Mas não é apenas inútil se insistir na existência de uma moralidade comum, é também perigoso. Além do risco de ser anti-ético ao usar a separação dos termos ética e moral discutido anteriormente, há o risco apontado por Tealdi (225), do “fundamentalismo moral”. Um exemplo contemporâneo real serve bem à ilustração do temor de Tealdi. O movimento “Black lives matter” surgiu recentemente nos Estados Unidos, em resposta ao assassinato de jovens negros americanos em quantidade desproporcionalmente superior ao de brancos daquele país. Trata-se de uma forma de chamar a atenção da sociedade a uma estatística escandalosamente imoral de sua polícia. Sendo uma característica da direita americana o desprezo por dados estatísticos e evidências científicas (como se vê no caso do aquecimento global), seus representantes passaram a refutar o slogan do movimento negro com outro – “All lives matter”.
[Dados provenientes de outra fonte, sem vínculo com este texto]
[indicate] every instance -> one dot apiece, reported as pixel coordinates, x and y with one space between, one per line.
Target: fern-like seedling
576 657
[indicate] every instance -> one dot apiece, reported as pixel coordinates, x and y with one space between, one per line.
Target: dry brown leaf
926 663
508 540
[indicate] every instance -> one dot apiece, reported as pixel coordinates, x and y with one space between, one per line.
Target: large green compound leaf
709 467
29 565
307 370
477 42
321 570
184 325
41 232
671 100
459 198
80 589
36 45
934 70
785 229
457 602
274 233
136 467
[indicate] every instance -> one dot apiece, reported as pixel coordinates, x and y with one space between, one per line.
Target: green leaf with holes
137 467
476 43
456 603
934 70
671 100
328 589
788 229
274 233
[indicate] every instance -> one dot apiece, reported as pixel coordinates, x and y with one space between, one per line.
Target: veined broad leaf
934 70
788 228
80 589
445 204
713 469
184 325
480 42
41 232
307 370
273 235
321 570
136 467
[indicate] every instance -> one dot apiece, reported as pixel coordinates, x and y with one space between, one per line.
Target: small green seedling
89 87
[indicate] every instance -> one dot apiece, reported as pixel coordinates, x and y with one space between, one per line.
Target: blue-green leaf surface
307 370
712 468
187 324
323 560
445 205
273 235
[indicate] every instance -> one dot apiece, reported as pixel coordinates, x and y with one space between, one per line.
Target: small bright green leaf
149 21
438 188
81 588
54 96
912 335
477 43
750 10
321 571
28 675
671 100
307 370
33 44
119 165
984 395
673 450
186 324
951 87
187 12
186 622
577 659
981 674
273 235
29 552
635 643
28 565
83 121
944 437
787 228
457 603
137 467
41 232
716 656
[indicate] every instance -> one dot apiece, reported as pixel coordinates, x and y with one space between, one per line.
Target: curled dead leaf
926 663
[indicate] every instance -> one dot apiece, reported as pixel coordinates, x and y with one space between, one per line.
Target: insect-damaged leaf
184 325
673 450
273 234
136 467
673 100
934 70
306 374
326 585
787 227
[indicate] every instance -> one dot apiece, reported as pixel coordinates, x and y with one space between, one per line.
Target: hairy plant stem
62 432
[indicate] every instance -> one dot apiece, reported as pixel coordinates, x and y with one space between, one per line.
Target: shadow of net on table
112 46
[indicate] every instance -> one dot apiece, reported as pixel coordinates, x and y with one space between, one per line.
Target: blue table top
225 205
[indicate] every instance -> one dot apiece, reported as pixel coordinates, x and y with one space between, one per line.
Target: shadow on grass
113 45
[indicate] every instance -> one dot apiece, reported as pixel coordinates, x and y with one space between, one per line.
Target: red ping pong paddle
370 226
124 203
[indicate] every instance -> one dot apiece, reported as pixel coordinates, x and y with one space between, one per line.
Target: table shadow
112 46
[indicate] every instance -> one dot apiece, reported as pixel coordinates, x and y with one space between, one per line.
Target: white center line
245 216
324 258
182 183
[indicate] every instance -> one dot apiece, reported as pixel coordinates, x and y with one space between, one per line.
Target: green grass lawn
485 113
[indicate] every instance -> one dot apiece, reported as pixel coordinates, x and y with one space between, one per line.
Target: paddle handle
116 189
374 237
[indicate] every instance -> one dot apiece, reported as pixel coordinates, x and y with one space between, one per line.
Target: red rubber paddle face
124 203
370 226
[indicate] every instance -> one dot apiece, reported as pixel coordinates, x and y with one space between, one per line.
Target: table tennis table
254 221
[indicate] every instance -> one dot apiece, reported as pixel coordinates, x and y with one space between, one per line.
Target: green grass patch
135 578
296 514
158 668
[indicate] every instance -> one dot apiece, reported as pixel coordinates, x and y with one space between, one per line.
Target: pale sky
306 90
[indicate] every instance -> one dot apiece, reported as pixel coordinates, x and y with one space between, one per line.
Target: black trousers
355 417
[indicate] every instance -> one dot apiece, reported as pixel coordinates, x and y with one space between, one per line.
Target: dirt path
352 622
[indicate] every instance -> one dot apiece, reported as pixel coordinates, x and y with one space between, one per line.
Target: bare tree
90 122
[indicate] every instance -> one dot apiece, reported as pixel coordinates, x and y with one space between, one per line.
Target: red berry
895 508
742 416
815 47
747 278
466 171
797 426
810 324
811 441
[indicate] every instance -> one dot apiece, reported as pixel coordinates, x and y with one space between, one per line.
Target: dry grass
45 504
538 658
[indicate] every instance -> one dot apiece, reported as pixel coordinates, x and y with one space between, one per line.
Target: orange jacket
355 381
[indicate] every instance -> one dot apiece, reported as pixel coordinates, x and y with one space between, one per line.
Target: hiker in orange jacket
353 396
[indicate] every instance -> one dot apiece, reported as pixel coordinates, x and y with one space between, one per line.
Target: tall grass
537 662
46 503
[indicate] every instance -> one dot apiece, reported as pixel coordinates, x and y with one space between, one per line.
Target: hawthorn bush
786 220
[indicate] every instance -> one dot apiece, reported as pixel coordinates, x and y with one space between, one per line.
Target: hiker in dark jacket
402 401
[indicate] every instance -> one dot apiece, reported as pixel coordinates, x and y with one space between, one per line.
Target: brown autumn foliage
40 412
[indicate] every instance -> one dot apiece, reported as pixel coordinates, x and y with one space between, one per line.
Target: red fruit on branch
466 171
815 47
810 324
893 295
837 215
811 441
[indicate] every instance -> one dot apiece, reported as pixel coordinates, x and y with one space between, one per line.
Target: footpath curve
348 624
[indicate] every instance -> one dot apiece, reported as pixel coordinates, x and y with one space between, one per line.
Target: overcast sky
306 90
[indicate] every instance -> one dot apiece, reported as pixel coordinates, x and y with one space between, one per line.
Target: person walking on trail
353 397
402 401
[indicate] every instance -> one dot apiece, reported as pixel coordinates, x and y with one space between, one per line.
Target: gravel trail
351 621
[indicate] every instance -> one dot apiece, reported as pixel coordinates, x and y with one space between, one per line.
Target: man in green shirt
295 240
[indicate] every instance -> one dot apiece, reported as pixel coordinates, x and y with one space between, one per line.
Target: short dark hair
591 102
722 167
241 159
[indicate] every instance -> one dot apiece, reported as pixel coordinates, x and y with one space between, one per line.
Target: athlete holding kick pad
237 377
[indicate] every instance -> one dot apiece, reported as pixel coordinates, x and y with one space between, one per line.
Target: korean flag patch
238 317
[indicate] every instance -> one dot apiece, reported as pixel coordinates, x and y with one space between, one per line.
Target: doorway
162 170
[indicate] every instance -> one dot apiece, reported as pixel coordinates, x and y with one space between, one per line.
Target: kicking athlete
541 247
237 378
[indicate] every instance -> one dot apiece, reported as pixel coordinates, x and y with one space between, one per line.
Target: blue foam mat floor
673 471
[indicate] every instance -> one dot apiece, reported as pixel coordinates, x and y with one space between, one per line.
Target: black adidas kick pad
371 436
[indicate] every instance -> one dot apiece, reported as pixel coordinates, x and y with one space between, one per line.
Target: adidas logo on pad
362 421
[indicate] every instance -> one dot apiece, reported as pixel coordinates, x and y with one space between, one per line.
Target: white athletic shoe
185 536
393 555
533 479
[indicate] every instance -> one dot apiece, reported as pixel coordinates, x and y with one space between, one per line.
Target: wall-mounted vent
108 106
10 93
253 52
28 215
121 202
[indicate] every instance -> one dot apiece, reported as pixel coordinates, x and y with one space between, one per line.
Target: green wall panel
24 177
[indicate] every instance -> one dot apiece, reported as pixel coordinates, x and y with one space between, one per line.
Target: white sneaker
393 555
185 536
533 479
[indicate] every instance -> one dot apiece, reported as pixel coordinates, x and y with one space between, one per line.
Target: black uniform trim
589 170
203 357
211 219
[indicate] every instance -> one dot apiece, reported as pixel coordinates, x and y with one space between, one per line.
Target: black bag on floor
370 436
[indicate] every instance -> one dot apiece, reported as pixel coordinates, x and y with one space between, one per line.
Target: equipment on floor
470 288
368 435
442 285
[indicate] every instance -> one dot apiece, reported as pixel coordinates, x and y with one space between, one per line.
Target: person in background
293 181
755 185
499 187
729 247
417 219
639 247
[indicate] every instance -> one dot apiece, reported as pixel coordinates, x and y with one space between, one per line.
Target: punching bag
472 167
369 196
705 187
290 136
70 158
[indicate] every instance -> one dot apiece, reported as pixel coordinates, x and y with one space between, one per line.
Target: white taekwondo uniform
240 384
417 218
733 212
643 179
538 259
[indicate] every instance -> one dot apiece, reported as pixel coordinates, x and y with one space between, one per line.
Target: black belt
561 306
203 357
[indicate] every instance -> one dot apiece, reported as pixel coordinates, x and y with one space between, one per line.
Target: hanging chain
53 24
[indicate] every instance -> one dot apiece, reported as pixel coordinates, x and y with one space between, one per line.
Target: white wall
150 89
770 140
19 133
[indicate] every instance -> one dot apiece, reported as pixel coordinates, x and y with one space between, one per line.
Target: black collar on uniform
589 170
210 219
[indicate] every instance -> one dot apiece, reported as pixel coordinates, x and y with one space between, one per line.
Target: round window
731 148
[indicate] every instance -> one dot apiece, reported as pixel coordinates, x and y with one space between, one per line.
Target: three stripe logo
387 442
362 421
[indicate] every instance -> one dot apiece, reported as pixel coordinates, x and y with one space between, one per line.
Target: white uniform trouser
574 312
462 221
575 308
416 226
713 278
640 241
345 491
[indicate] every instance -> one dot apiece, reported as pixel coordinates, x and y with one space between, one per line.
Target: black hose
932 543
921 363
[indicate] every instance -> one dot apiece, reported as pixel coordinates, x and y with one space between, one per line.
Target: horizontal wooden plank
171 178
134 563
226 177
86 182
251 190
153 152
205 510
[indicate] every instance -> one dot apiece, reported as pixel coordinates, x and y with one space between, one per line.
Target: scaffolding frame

“Todas as vidas importam” faz bastante sentido e parece irrefutável, por seu alcance pretensamente universal. Se alcança mais gente, é mais ético, segue o argumento. (Ou caberia também dizer, se é universal, é mais ético). Entretanto, “todas as vidas” não estão sendo afetadas igualmente. Há grande desproporção desfavorável para as vidas negras. Nesse sentido, o slogan que à primeira vista é “mais ético”, por ser universal, acaba sendo profundamente imoral, por encobrir um fato real, que precisa de muito mais atenção e cuidado por parte da sociedade (aí sim, toda ela) e, principalmente, aqueles que têm o poder de consertar o que está errado. Sendo os Estados Unidos um país democrático, o movimento chama a atenção de cidadãos que votam, negros ou não. Diante disso, “All lives matter” serve apenas como arma de poder para tentar impedir mudanças no status quo, favorável a seus propositores. Uma arma (supostamente) democrática, contra o exercício da democracia.